Daten dauerhaft mit Licht speichern

den ersten dauerhaften volloptischen
Speicher, der sich auf einem Chip integrieren lässt, haben
Wissenschaftler des Karlsruher Instituts für Technologie (KIT) sowie der
Universitäten Münster, Oxford und Exeter entwickelt. Damit ist ein
wesentlicher Schritt auf dem Weg zum optischen Computer gelungen.
Phasenübergangsmaterialien, die ihre optischen Eigenschaften je nach
Anordnung der Atome ändern, ermöglichen es, mehrere Bits in einer
einzigen Zelle zu speichern. Ihre Entwicklung stellen die Forscher in
der Zeitschrift Nature Photonics vor. (10.1038/nphoton.2015.182)

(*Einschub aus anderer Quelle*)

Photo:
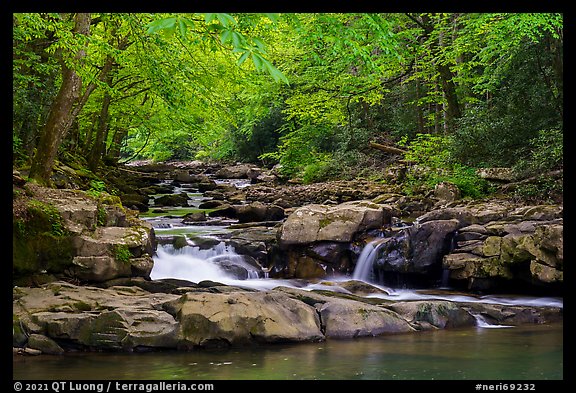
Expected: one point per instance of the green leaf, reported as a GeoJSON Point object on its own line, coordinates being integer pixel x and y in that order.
{"type": "Point", "coordinates": [243, 58]}
{"type": "Point", "coordinates": [182, 27]}
{"type": "Point", "coordinates": [162, 24]}
{"type": "Point", "coordinates": [272, 16]}
{"type": "Point", "coordinates": [259, 44]}
{"type": "Point", "coordinates": [226, 36]}
{"type": "Point", "coordinates": [237, 39]}
{"type": "Point", "coordinates": [226, 20]}
{"type": "Point", "coordinates": [258, 61]}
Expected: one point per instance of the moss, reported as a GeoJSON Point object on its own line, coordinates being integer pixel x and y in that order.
{"type": "Point", "coordinates": [45, 217]}
{"type": "Point", "coordinates": [39, 240]}
{"type": "Point", "coordinates": [122, 253]}
{"type": "Point", "coordinates": [324, 222]}
{"type": "Point", "coordinates": [82, 306]}
{"type": "Point", "coordinates": [101, 218]}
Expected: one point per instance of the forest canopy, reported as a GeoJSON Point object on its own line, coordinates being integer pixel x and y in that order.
{"type": "Point", "coordinates": [310, 93]}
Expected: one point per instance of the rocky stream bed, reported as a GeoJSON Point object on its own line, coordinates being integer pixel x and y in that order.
{"type": "Point", "coordinates": [89, 286]}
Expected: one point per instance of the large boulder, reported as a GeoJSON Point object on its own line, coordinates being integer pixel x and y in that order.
{"type": "Point", "coordinates": [240, 318]}
{"type": "Point", "coordinates": [240, 171]}
{"type": "Point", "coordinates": [258, 211]}
{"type": "Point", "coordinates": [70, 233]}
{"type": "Point", "coordinates": [340, 223]}
{"type": "Point", "coordinates": [528, 252]}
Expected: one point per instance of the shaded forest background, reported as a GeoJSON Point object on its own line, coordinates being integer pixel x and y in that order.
{"type": "Point", "coordinates": [318, 96]}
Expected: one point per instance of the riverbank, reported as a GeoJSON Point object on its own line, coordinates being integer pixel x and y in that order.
{"type": "Point", "coordinates": [100, 295]}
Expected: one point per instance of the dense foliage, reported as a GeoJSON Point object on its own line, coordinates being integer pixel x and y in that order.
{"type": "Point", "coordinates": [309, 92]}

Licht bestimmt die Zukunft der Informations-
und Kommunikationstechnologie: Computer könnten mit optischen Elementen
schneller und energieeffizienter arbeiten. Längst ist es üblich, Daten
mit Licht über Glasfaserkabel zu übertragen. Doch auf dem Computer
werden die Daten nach wie vor elektronisch verarbeitet und gespeichert.
Der elektronische Austausch von Daten zwischen den Prozessoren und dem
Speicher begrenzt die Geschwindigkeit moderner Rechner. Diesen Engpass
bezeichnen Experten als Von-Neumann-Flaschenhals. Um ihn zu überwinden,
genügt es nicht, Speicher und Prozessor optisch zu verbinden, da die
optischen Signale wieder in elektrische konvertiert werden müssen.
Wissenschaftler suchen daher nach Wegen, sowohl Rechnungen als auch die
Datenspeicherung rein optisch durchzuführen.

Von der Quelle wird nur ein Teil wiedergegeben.